32.|| Arya yang tercampakkan

155 8 2
                                    

Siulan ringan cowok berkulit putih pucat itu membuat beberapa gadis menoleh sambil terkekeh geli. Sesekali ada juga yang bergidik jijik. Namun, ia tidak sama sekali malu atau kesal. Justru, ia terus tersenyum kepada beberapa wanita dan menyapa yang ia kenal.

Cowok dengan wajah oriental yang khas itu mengalihkan pandangannya dan menemukan siluet sahabatnya. Arya. Baru saja hendak menyapa dan mengajak Arya duduk dibawah pohon yang rindang seraya bersantai menikmati wifi sekolah, Arya justru tak mengacuhkannya sedikitpun. Cowok dengan rambut berantakan itu terus berjalan melewatinya tanpa menoleh sedikitpun. Matanya lurus tertuju pada.... Cia?

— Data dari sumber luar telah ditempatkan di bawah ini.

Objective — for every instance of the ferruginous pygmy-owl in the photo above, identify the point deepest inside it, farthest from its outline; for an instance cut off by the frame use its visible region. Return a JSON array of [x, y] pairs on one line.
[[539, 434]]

Dia menajamkan penglihatannya. Benar. Gadis yang menjadi titik fokus Arya sehingga mengabaikannya adalah Atresia, gadis dengan postur tubuh tinggi itu berjalan santai di koridor sekolah yang sepi. Ia berdiri. Berusaha mengamati peristiwa yang akan terjadi dari jarak yang lebih dekat. Jujur, ia penasaran. Arya hanya akan terlihat seperti itu jika cowok itu marah. Tangan terkepal dan rahang yang mengeras.

Dari tempat persembunyiannya, ia melihat Arya yang tiba-tiba menarik lengan Cia sehingga gadis itu tertarik ke belakang dan menabrak dada Arya yang memang bisa dibilang bidang. Yah, berbeda sekali dengan dirinya yang sudah kurus, pendek pula.

Mata Cia yang sedikit sipit, membulat dengan ekspresi terkejut. Pandangannya lurus menatap manik mata Arya yang lebih tinggi beberapa centimeter darinya. Begitupun dengan Arya, cowok itu juga masih betah menatap Cia lekat-lekat. Genggamannya juga masih mengerat di lengan kanan Cia.

Setelah cukup mengendalikan dirinya, Cia menatap tajam Arya dan berkata, "Apa?!" Nadanya terdengar sedingin balok es.

"Lo ngapain sama Andra tadi pagi?"

Cia menyernyit heran. "Gue?" Sedetik kemudian, ia mengingat apa yang tadi pagi ia lakukan. "Oh, emang apa urusan lo?"

Arya tidak mengalihkan pandangannya sekejabpun. Bagitu juga dengan Cia. "Itu urusan gue. Karena gue menang taruhan dan berhak atas lo. Jadi, gue harus tau apa urusan lo sama Andra tadi pagi," jawab Arya naif.

Cia tertawa mengejek. "Taruhan? Menurut lo, gue mau jadi barang taruhan lo? Asal lo tau, Ar. Gue bukan barang yang bisa dioper kesana kemari," bentaknya berang.

Semakin lama, genggaman di lengan Cia semakin mengerat. Hal itu membuat Cia meringis kesakitan. Tetapi, tak ayal matanya terus menatap Arya dengan berani. "Mau lo barang taruhan atau bukan, gue nggak peduli. Yang gue mau cuma jawaban lo. Apa. Yang. Lo. Lakuin. Sama. Andra. Tadi. Pagi?" Arya bertanya lagi dengan menekankan setiap kata dalam kalimatnya.

"Bukan. Urusan. Lo," jawab Cia dengan menekan kalimatnya meniru gaya bicara Arya.

Arya menggeram tertahan. Matanya semakin menyipit tajam berikut genggamannya pada Cia yang semakin erat. "Answer me or ...,"

"Atau apa?!"

"Atau gue bakal mempermalukan lo di depan umum sekarang juga." Desis Arya yang membuat bulu kuduk Cia berdiri.

Cia terpaku sesaat. "Dengan cara?" Rupanya Cia belum kunjung menyerah. Ia tetap menatap tajam Arya. Namun, volume suaranya merendah, rasa sakit di pergelangan tangannya sedikit mengalihkan perhatiannya.

Arya menepis jarak diantara mereka sehingga hanya tersisa satu sentimeter jarak wajah mereka. Napas Arya menerpa wajah Cia sampai-sampai gadis itu menyipit. Ritme jantung keduanya berdetak sangat cepat.

Satu detik.

Tiga detik.

Lima detik.

Tujuh detik.

Karena tidak sanggup dengan jarak yang terlalu dekat, Cia memundurkan wajahnya. Cia sudah menyerah kali ini. Ia tidak tahu harus menaruh dimana lagi wajahnya jika Arya benar-benar mempermalukannya sekarang.